Abstract
Objective: To investigate any gains made in Tuberculosis (TB) case detection during Genexpert MTB/Rif universal access to Drug Susceptibility Testing (DST) Algorithm roll out in Manicaland Zimbabwe, 2017 to 2018.
 Design: Retrospective study design.
 Setting: The study setting was the eastern province in Zimbabwe called Manicaland which has 304 health facilities served by 15 Genexpert testing sites.
 Participants: Total of 36 056 Mycobacterium Tuberculosis (MTB) results generated from 15 Genexpert sites were enrolled.
 Interventions: The intervention was the universal access Genexpert MTB/Rif algorithm rollout. Early TB detection occurs with Genexpert MTB/Rif because it has lower limit of detection compared to less superior smear microscopy, which was replaced as roll out occurred.
 Main Outcome Measures: Semi quantitative MTB/Rif test results and the rifampicin resistance pattern.

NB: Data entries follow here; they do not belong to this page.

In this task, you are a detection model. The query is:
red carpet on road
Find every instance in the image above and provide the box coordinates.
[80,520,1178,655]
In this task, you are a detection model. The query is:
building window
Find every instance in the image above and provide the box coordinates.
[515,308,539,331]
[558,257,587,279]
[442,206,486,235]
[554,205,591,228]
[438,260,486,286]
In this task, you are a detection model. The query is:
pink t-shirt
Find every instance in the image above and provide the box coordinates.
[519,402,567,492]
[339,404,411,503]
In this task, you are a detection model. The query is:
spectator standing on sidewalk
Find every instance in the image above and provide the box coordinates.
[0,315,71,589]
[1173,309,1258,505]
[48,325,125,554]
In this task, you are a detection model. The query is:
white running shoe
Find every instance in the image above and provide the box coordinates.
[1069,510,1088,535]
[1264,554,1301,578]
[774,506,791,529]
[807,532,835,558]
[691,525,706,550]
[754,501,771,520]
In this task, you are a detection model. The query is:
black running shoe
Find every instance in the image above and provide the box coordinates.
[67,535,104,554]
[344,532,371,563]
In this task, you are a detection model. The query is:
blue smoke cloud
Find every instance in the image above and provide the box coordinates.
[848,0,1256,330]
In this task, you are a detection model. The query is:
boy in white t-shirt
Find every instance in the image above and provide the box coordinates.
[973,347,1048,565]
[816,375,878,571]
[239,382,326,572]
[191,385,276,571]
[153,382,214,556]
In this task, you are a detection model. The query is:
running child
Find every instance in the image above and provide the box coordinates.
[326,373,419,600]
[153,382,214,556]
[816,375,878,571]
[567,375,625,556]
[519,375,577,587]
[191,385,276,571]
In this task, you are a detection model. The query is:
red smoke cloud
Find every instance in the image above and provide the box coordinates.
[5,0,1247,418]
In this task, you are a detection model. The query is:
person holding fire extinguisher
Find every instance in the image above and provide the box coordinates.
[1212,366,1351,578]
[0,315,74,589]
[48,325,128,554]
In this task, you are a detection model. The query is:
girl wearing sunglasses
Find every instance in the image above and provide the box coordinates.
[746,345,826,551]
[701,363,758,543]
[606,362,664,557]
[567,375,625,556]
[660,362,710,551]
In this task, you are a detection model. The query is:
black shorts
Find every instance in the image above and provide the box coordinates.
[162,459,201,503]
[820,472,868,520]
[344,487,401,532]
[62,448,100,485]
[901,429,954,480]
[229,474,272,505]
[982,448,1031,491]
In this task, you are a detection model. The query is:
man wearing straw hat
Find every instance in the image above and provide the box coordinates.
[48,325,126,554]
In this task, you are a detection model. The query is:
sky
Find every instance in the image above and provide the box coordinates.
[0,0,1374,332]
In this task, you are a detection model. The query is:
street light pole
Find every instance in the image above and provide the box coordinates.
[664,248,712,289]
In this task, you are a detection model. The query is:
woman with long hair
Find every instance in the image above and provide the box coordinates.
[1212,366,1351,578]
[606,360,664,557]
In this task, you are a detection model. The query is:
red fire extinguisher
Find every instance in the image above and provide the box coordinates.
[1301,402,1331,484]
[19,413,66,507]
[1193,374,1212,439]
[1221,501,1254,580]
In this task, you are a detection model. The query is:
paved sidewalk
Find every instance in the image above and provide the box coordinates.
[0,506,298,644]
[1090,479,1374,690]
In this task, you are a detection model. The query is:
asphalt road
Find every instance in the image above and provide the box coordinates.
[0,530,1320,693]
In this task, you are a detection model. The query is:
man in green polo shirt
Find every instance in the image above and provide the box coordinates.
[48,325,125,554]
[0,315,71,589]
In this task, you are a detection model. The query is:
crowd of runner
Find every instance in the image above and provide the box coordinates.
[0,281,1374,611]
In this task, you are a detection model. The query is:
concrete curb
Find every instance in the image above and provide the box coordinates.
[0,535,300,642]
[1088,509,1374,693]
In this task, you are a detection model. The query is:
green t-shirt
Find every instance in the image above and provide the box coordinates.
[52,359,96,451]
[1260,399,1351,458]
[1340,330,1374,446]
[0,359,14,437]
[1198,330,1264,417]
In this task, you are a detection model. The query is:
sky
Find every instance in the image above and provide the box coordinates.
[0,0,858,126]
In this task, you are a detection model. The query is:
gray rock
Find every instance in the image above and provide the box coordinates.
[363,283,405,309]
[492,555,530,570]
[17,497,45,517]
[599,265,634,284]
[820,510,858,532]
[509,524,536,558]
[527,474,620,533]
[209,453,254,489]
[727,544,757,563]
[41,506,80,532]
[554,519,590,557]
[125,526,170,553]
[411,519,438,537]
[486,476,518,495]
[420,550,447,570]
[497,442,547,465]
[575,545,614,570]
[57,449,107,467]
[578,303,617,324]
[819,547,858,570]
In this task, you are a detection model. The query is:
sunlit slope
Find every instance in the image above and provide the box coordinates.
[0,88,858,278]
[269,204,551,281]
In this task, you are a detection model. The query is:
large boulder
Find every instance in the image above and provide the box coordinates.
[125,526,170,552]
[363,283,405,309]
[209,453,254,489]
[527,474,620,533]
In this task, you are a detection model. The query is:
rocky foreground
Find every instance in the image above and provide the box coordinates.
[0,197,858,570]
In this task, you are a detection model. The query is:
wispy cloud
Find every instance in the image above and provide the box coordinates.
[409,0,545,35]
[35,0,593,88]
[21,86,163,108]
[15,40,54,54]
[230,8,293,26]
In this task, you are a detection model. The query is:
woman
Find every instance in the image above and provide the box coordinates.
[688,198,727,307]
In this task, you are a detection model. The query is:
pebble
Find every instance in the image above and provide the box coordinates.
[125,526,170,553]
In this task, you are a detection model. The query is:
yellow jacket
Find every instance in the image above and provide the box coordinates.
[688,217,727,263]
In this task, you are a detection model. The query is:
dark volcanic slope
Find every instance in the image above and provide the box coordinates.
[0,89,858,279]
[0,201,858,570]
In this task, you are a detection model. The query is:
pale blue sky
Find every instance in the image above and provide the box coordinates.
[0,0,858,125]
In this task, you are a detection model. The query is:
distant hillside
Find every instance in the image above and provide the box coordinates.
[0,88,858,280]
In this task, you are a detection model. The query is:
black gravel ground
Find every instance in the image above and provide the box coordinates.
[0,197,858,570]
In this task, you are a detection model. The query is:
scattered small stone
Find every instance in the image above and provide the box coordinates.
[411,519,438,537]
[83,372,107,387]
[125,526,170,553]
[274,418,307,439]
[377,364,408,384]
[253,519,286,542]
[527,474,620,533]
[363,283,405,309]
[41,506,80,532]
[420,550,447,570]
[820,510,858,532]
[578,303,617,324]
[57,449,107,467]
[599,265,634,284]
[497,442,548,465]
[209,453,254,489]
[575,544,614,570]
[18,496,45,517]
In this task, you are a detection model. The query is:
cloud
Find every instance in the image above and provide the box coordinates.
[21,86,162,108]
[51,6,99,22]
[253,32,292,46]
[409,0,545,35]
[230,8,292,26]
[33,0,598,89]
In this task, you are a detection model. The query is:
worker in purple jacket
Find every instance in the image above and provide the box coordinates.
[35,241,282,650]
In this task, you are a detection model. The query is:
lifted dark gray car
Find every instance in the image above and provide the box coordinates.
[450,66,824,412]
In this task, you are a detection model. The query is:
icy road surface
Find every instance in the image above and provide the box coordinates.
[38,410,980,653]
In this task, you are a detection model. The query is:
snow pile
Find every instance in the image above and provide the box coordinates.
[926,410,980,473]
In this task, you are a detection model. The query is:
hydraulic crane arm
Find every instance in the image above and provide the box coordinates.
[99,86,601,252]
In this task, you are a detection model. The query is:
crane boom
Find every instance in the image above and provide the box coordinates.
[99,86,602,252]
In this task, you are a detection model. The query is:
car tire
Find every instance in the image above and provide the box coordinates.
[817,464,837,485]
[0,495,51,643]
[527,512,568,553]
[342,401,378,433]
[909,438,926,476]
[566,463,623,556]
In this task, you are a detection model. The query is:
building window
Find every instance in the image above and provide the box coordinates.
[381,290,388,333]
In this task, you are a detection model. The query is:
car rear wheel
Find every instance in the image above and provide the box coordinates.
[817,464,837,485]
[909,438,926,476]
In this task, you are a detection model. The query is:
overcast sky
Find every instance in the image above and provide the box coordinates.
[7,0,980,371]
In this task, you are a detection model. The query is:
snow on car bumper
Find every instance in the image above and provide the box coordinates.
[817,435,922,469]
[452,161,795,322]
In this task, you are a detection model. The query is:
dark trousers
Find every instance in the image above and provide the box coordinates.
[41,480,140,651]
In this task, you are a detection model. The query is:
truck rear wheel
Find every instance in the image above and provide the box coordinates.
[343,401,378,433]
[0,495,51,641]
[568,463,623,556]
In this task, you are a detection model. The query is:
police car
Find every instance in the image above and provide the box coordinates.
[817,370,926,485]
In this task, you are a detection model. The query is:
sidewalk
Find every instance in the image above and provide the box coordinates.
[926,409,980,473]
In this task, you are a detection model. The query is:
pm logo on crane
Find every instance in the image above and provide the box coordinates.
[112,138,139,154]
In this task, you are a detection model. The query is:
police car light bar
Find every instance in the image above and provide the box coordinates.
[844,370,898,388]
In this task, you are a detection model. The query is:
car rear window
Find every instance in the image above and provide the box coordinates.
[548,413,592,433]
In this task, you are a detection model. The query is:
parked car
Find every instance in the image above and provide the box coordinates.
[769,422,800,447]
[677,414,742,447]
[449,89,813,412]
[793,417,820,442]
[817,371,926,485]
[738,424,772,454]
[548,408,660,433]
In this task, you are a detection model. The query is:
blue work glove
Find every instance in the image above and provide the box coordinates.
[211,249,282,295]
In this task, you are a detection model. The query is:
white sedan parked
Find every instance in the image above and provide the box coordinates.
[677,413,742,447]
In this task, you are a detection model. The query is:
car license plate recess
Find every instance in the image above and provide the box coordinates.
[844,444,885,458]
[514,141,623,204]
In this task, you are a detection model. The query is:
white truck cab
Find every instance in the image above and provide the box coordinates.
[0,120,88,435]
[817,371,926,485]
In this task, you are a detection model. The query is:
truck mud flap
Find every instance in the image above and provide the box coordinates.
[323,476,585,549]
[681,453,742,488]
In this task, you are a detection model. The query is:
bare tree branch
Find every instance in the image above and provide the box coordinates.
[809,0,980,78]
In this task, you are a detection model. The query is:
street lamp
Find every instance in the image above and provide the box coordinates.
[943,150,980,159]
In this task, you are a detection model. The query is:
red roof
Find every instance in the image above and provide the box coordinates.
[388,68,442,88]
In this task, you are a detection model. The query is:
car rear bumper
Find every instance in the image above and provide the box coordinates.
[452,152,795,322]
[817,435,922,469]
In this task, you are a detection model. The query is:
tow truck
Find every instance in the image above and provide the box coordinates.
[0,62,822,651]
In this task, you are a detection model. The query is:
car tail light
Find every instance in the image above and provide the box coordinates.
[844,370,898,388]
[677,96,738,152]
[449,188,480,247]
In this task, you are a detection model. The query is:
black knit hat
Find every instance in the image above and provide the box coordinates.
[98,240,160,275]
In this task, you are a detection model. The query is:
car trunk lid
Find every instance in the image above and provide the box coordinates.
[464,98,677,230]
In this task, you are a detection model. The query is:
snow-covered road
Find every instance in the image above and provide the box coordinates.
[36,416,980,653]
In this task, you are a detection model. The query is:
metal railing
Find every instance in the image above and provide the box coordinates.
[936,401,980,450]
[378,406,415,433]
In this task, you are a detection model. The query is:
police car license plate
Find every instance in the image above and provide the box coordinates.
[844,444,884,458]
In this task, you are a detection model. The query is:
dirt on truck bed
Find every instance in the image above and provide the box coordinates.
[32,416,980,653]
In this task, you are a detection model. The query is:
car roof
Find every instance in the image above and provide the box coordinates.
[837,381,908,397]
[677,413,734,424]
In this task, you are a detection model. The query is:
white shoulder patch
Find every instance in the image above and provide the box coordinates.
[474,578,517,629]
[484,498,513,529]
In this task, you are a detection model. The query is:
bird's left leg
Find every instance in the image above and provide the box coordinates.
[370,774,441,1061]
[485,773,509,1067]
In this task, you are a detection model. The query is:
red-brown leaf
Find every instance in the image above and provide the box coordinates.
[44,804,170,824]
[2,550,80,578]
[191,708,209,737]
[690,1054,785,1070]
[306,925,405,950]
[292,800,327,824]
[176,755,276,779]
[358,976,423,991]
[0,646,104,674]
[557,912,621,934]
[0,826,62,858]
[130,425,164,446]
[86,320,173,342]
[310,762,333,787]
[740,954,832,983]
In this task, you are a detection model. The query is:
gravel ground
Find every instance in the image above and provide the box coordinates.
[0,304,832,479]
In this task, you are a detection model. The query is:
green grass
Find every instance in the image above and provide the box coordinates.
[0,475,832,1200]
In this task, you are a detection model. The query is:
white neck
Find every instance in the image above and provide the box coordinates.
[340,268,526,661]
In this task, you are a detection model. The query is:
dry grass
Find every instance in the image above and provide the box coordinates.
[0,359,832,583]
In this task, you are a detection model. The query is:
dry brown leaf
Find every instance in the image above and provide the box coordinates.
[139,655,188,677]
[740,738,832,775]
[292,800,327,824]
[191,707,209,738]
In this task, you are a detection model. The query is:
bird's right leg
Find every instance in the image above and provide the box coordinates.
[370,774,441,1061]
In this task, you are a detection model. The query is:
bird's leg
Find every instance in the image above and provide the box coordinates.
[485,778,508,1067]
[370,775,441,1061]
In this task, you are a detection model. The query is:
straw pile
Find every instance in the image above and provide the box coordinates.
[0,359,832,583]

 Results: The study revealed that 5769/36056 (16%) were analysed using targeted MTB diagnostic algorithm versus 30286/36056 (83.7%) analysed using universal access to Drug Susceptibility Testing (DST) MTB diagnostic algorithm. Among the positives the percentage positivity contributed by the semi quantitative measure of between MTB detected trace and MTB detected low was 1043 out of 2222(46.9%), suggesting early TB detection. There was a statistically significant increase in Rifampicin (RR) detection.
 Conclusion: As roll out occurred more tests were analysed using the superior diagnostic tool Genexpert MTB/Rif, thus addressing early TB detection. There was statistically significant more rifampicin resistance detected during roll out.